1. Predation is a pervasive force that structures food webs and directly influences ecosystem functioning. The relative body sizes of predators and prey may be an important determinant of interaction strengths. However, studies quantifying the combined influence of intra‐ and interspecific variation in predator–prey body size ratios are lacking.
2. We use a comparative functional response approach to examine interaction strengths between three size classes of invasive bluegill and largemouth bass toward three scaled size classes of their tilapia prey. We then quantify the influence of intra‐ and interspecific predator–prey body mass ratios on the scaling of attack rates and handling times.

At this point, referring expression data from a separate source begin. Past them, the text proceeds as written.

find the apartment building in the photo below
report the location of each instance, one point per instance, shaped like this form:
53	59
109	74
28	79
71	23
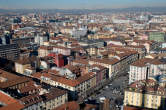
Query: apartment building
147	94
44	51
47	101
65	79
9	51
145	68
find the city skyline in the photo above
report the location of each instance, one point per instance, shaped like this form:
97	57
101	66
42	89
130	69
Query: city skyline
78	4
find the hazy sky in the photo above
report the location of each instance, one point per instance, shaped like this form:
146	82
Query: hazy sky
73	4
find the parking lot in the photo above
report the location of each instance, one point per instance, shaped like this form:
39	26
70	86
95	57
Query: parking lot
113	91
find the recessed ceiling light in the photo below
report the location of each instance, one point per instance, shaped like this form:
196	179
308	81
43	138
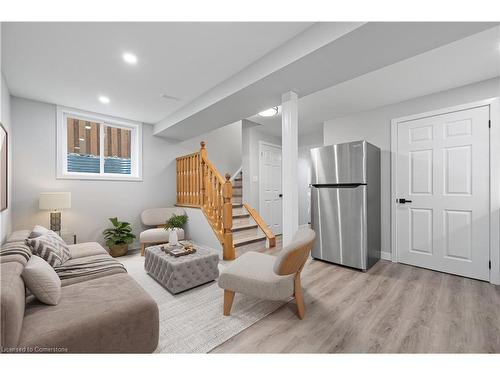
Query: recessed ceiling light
170	97
273	111
104	99
129	58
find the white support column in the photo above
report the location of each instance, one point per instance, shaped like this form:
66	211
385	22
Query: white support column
290	149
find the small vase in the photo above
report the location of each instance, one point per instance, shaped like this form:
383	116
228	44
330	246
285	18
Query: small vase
172	237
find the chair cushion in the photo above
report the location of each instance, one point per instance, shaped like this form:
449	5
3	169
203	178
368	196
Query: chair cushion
294	256
252	274
86	249
50	247
41	280
157	235
158	216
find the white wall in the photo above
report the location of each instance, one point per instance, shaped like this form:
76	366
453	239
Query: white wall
223	147
306	142
93	202
374	126
199	230
6	215
251	136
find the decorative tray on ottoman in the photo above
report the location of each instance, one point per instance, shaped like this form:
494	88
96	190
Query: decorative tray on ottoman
182	248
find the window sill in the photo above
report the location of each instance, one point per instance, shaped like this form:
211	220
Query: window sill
99	178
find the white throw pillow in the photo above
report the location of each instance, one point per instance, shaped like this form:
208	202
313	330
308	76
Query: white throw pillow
50	247
38	231
41	279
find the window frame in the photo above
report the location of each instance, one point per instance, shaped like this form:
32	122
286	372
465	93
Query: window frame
103	120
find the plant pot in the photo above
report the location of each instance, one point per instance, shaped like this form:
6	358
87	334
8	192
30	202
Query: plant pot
118	250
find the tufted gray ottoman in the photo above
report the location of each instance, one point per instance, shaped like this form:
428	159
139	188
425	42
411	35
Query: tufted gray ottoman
177	274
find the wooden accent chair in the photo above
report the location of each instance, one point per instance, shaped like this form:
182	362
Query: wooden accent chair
268	277
156	217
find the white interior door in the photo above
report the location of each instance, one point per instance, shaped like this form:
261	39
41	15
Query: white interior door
443	170
270	186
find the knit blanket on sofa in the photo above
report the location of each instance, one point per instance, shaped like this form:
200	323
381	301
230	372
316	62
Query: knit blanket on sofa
87	266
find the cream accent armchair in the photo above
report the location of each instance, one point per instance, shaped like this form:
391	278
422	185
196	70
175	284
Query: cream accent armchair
157	217
268	277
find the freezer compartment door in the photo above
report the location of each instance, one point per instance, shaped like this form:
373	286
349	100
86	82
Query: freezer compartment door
338	215
337	164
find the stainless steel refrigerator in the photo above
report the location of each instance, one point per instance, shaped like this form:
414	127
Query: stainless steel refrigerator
345	204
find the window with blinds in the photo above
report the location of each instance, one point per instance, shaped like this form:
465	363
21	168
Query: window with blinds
96	148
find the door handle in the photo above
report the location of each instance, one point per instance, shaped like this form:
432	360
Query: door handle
403	201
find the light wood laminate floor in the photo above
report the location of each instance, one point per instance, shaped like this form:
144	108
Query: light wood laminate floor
391	308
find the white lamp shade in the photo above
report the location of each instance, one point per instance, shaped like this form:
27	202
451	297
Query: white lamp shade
55	201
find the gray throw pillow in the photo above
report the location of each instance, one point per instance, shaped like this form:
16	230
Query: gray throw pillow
42	281
50	247
38	231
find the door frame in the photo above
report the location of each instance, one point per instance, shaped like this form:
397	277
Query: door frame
265	143
494	107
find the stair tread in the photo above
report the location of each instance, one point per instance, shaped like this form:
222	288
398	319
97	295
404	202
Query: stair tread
247	240
240	215
244	226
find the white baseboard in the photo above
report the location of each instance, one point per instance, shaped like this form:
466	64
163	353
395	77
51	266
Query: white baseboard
385	255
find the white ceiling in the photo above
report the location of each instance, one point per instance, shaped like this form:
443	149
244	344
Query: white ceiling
73	63
347	51
466	61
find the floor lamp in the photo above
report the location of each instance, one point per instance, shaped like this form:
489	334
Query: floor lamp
55	202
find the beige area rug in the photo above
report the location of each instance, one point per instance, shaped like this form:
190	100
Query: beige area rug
192	321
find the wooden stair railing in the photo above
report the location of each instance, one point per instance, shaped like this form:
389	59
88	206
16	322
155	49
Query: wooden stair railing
200	185
262	224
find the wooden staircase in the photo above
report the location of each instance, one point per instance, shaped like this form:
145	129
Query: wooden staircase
245	228
235	223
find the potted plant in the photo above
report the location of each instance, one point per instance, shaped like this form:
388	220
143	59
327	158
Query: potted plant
119	237
175	224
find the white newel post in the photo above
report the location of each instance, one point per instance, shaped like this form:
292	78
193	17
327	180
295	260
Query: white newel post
289	140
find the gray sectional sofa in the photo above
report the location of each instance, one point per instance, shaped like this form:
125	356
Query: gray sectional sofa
102	311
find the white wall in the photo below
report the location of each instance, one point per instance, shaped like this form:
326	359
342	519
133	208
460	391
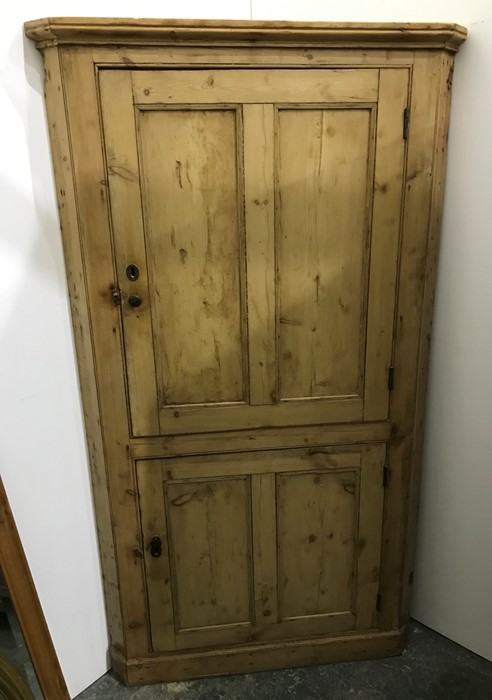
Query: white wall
43	458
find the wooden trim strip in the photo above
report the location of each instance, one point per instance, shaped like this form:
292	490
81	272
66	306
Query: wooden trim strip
261	439
27	607
93	31
259	657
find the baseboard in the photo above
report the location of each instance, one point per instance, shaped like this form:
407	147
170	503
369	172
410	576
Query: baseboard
175	666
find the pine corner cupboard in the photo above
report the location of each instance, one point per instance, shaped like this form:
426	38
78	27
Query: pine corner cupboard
250	215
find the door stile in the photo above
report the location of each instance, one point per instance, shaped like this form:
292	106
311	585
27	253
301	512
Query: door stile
260	251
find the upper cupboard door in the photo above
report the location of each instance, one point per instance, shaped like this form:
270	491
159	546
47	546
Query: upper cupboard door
260	211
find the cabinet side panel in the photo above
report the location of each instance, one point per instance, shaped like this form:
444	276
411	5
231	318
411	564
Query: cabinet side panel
67	208
418	193
104	324
437	196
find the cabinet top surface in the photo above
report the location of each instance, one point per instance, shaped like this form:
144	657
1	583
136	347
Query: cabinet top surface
53	31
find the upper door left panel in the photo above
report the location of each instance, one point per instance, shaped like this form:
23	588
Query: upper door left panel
185	342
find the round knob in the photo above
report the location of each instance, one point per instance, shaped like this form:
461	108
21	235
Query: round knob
134	300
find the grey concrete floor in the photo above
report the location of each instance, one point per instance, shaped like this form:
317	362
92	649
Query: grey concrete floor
13	647
431	668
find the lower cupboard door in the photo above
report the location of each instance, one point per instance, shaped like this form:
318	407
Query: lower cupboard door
261	546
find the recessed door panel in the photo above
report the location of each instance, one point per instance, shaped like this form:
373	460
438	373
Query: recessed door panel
190	178
325	181
317	520
209	530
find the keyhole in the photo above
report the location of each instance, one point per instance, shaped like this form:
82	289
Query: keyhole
132	272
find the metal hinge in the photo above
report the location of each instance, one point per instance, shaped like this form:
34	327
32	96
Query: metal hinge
391	377
406	122
385	476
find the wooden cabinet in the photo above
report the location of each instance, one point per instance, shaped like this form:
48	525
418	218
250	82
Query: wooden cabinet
250	214
262	545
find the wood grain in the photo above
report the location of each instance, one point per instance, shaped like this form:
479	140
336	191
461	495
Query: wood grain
193	245
258	657
263	512
123	175
386	224
106	339
209	536
194	89
73	30
323	175
80	311
261	86
260	249
157	569
316	518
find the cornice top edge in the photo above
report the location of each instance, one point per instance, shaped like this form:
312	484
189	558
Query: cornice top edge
144	32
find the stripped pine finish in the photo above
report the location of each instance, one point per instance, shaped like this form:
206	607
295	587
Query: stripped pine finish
296	572
276	313
250	217
324	168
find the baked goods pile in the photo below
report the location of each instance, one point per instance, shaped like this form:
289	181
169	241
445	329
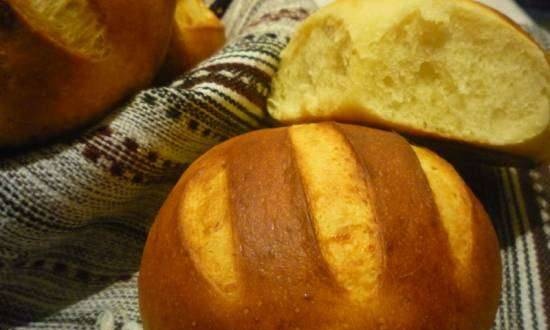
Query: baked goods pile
333	226
317	226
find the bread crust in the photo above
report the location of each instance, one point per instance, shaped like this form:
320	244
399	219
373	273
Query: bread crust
346	105
49	87
284	279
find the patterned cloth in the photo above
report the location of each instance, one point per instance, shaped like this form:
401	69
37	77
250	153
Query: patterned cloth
74	215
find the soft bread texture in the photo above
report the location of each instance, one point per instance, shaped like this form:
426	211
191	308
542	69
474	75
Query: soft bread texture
451	69
320	226
64	63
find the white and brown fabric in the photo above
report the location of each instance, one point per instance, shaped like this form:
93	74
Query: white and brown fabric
74	215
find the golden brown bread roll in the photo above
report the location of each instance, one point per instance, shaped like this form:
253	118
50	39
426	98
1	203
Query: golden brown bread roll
320	226
198	33
452	69
65	62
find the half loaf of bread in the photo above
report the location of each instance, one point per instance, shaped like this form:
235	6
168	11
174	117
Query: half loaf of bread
452	69
320	227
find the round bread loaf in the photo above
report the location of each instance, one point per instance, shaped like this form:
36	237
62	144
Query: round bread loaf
453	69
320	226
65	62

3. Type II functional responses were displayed by both predators across all predator and prey size classes. Largemouth bass consumed more than bluegill at small and intermediate predator size classes, while large predators of both species were more similar. Small prey were most vulnerable overall; however, differential attack rates among prey were emergent across predator sizes. For both bluegill and largemouth bass, small predators exhibited higher attack rates toward small and intermediate prey sizes, while larger predators exhibited greater attack rates toward large prey. Conversely, handling times increased with prey size, with small bluegill exhibiting particularly low feeding rates toward medium–large prey types. Attack rates for both predators peaked unimodally at intermediate predator–prey body mass ratios, while handling times generally shortened across increasing body mass ratios.
4. We thus demonstrate effects of body size ratios on predator–prey interaction strengths between key fish species, with attack rates and handling times dependent on the relative sizes of predator–prey participants.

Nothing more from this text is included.